How graph databases model relationships with pointer

The aforementioned differences in the two approaches lead to some implications about the use-cases each can serve well.

Graph databases store data like object-oriented languages.

As relational databases don't incorporate a concept of a relationship, we need to model them explicitly as data into our schema. This leads to a discrepancy from the object-oriented modeling that we use in most programming languages. Each object can maintain a collection of other objects it is related to. These references are usually pointers to objects in-memory, and we do not have to store them explicitly. Nor do we have to find the object in memory with some foreign key attribute. Therefore, quite some overhead is required to do the so-called object-relational mapping.

Graph databases store data like object-oriented languages - we have direct pointers to related objects. Therefore, the object-relational mapping is more straightforward.

The traversal of a single relationship can be done at constant time.

As graph databases can jump from one entity to a related one just by following a memory pointer, we call this index-free adjacency. We do not have to find a foreign key in a different table (using an index) or - even worse - find a key in a mapping table, and the resulting foreign key in a third table to follow a relationship. Therefore, the traversal of a single relationship can be done at constant time. Meaning, it is independent of the size of the data stored in the graph database. Whereas we have to scan one - potentially multiple - indices in a relational one, which is growing with the data size.

It just feels wrong to write multi-hop queries in SQL.

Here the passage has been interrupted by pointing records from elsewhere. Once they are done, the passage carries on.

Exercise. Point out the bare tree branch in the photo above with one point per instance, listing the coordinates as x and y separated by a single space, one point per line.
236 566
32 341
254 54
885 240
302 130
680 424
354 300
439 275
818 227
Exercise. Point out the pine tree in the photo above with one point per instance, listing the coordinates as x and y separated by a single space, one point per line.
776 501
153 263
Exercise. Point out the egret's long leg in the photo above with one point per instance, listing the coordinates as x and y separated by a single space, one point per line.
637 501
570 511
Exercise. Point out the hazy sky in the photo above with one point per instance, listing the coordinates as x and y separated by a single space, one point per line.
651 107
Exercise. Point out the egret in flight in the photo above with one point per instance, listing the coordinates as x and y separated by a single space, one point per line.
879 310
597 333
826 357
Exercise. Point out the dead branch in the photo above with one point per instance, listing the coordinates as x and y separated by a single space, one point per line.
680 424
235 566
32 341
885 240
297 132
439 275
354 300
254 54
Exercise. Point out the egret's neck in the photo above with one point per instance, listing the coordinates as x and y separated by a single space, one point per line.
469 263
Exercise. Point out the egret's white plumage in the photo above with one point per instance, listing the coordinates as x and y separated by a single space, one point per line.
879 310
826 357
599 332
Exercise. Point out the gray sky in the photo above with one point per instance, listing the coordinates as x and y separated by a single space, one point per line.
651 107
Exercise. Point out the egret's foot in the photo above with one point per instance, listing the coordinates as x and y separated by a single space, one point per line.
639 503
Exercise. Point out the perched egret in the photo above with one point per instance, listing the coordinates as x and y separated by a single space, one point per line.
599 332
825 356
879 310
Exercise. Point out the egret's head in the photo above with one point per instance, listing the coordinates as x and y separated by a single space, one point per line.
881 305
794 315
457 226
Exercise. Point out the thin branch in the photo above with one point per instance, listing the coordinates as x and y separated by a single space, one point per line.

While it is indeed possible to model connected data and relationships in relational models, once we try to follow paths with multiple hops using SQL query language, we might get the feeling what we are writing down is not quite the thing that we want to accomplish. We have to join tables on some condition that we have to specify manually to find neighbouring data - potentially multiple times and therefore write ugly nested queries. It feels bulky and like a lot of overhead is occurring. If something like this happens, it's usually a strong indicator that we are using a technology not quite the way it was designed for. We don't want to join entire tables - we want to look up one particular data point.

In graph databases this looks different. As they were designed to query related data based on the structure of connection, they offer a concise and intuitive syntax to do so. We can specify exactly what paths we want to find. No join conditions or complex nested queries, no mapping tables - just the simplest description of what we want to find.

Conclusion

Graph and relational databases differ in one fundamental design principle: Graphs do have a concept of a relationship and relational don't. That's why a graph database can manage interconnected data much more efficiently. Still, both have their reasons for existence: Graphs perform better and are more intuitive to use when analyzing an entire context close to a single data point - potentially with multiple hops. However, if the exploration of highly joined and densely connected data is not a requirement, a relational model may serve the needs similarly well.